The chancellor is traditionally expected to don elaborate regalia befitting the high office, "but rather than opt for the traditional black, I used bright magenta and green, with a cap to match," said Rhodes, whose pink hair is her trademark feature, only secondary to her bright personality. "As this honor is usually for distinguished VIPs with lengthy histories, I really should have gray hair, but then no one would recognize me, so I'm not going to change it."
The proceedings, which took place on May 6 at the historic Banqueting House in London, began with a trumpet fanfare that ushered in a procession of dignitaries, headed by the university's Vice-Chancellor Elaine Thomas and Chairman of the Board of Governors Loyd Grossman.
Several hundred people sat in the audience to witness the historic event.
In his speech Grossman said of Rhodes, "Zandra is one of the world's most recognizable, distinguished and exciting designers. Her career has been built upon the foundations of hard work and determination which we believe will help inspire and motivate our students to succeed in their chosen careers."
After the speeches, Rhodes entered the hall preceded by the University Secretary who carried the ceremonial mace. "I felt like the Queen," Rhodes quipped. "They gave me a massively wonderful coronation complete with trumpeters on the balcony!"

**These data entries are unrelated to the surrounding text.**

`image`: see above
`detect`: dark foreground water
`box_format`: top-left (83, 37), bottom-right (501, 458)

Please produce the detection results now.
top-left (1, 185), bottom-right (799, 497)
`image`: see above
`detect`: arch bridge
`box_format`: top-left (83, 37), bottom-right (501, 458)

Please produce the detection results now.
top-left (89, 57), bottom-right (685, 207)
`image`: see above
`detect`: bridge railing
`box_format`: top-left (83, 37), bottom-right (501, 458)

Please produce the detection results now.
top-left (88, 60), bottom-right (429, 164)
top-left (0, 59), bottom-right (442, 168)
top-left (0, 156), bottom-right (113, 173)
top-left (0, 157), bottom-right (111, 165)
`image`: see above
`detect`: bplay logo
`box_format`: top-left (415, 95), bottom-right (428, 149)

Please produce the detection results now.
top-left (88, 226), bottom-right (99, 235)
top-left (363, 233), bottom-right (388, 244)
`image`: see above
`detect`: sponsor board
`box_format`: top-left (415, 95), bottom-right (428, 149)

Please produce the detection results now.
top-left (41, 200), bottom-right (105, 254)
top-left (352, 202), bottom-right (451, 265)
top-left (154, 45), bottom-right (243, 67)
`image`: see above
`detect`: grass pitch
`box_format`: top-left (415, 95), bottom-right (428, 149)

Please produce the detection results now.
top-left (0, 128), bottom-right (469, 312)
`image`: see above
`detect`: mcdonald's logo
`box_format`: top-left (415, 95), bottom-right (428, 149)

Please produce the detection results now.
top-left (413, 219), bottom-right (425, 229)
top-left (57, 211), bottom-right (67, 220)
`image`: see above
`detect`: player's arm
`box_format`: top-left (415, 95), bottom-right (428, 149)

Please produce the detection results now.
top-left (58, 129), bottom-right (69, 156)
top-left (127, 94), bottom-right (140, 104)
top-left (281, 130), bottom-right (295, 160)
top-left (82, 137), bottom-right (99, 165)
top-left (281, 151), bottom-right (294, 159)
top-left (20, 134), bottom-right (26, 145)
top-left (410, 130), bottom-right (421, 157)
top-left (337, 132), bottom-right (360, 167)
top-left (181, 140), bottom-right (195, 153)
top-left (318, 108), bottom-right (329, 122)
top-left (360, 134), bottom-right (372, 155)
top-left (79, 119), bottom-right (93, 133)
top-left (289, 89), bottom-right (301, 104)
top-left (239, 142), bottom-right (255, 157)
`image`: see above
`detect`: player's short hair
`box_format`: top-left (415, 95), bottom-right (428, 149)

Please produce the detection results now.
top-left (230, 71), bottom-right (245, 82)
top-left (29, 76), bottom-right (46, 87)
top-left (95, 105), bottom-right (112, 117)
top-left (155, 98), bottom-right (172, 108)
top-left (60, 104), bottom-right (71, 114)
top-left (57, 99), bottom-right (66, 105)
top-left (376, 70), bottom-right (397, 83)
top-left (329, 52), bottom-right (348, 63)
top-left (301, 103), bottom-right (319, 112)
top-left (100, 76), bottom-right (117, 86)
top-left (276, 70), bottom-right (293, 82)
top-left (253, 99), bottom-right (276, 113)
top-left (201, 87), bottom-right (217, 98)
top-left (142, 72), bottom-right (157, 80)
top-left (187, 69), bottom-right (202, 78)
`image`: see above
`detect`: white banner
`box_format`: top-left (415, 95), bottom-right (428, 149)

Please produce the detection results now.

UCA was accredited as a university in May 2008 when several arts colleges around the country were combined. At the same time, the search for chancellor, who serves as a ceremonial figurehead for the awarding of degrees, began. Rhodes is its first designated chancellor.
"It quickly became clear that the ideal candidate would be found among the ranks of our own alumni," explained Thomas.
Rhodes received a phone call about a year ago inquiring if she had an interest in the philanthropic role. "I was extremely honored to be offered this opportunity, which is typically given to very high level people," said Rhodes modestly. For example, Princess Anne serves as Chancellor of the University of London, and actress Diana Rigg is the Chancellor of the University of Stirling, said Rhodes.
Following the installation there was a buffet reception attended by several alumni from the Medway College of Design, one of the five founder institutions of UCA, where Rhodes first studied. Her mother also taught there.
"Half of the alumni there were from my class of 1959," said Rhodes, "it was a tremendous reunion, even though I couldn't recognize anyone. We've all changed."
Her sister and brother-on-law, Beverly and David Hayden accompanied Rhodes.
UCA has campuses in Canterbury, Epsom, Farnham, Maidstone and Rochester, and is one of Europe's largest specialist universities of art, design, architecture, media and communication, according to the university prospectus. It serves 7,000 students annually with a wide range of arts courses, which include graphic and media design, the literary arts, fashion design and the fine arts.
Each year to come, Rhodes will officiate at the degree ceremonies. In May, she congratulated about 800 students from two of the campuses as she handed out their degrees in her new role as chancellor. "And I shook about 800 hands!" she laughed.